Short-Term Design Exchanges
On the second day of Raymond, designers created a marketplace, taking turns manning their own stalls, where they listed what they were willing to give another designer and what they would like to receive. Decathlon's Picaud invited designers from other companies such as Lego and high-end stroller manufacturer Bugaboo to visit his team (comprising 120 designers) in Lille to get a closer look at the company's internal design processes—including sharing some of the key metrics and processes he uses internally to measure design effectiveness. "These tools show design's added value to management but they also act as an education tool for designers to better understand a company's values and what measurements drive management," Picaud says.
Over the last seven years, Picaud has used design to help transform Decathlon from a retailer that sold other sporting brands such as Nike (NKE) and Adidas to a company where 60% of sales now come from Decathlon's 15 private label brands. He'd like to send some of his designers to other companies on short-term exchanges. These, he says, "are a way for my team to get new ideas and develop new ways of dealing with various design problems."

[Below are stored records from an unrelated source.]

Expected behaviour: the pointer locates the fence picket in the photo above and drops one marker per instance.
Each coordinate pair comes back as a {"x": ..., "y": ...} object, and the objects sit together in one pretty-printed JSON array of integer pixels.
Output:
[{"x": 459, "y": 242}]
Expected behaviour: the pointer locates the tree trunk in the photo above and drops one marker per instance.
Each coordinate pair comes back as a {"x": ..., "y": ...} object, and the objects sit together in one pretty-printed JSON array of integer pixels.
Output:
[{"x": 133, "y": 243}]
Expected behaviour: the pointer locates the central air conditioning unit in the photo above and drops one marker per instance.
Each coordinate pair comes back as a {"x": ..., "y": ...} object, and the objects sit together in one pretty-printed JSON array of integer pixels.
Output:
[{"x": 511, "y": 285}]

Design-led companies such as Decathlon and Lego boast an impressive track record of innovation. But even they believe opening up their studios to other companies has real potential benefits. Lego's design director Torsten Bjorn plans to visit some of the design departments of companies that were at Raymond with the aim of seeing how they integrate different design functions. "We all have different cultures and processes and sharing our experience can inspire you to think and work in a different way," he says.
Stretching the Mind of Design
It's a point of view shared by most of the participants. Orange's Grinyer offered to share online branding tools with designers from other industries. "When Orange and France Telecom's broadband provider Wanadoo came together we learned how to control 20 different Web sites within 20 different countries," he says. In exchange, Grinyer "bought" knowledge of Picaud's design metrics system. "This way I can go back and show management just how valuable my Web site tools are," he jokes.
For others, such as Trevor Withell, director of innovation for Bugaboo, the main benefit of this open innovation exchange was discovering new ways to motivate his design team. "For designers, motivation isn't all about money," he says. He thinks the best way to keep designers motivated and innovation flowing is to open them up to new ideas and experiences. So he plans to send one of his head designers to a totally different type of company such as a heavy engineering firm to "really stretch the mind."
While Raymond reinforced the almost unlimited potential of open innovation in design, participants conceded the concept is not without challenges. As James Woudhuysen, professor of forecasting and innovation at De Montfort University in Leicester, England—who acted as an adviser at the event—points out, such ventures take time, money, and management commitment to develop and can lead to disputes about intellectual property. Still, Raymond showed open innovation is possible. "Getting 17 of the world's top corporate design directors in one room around a program of collaboration rather than egoism is already an achievement," says Woudhuysen. "To get, within two days, six agreements for pairs of design directors to embark on common projects is an even bigger success."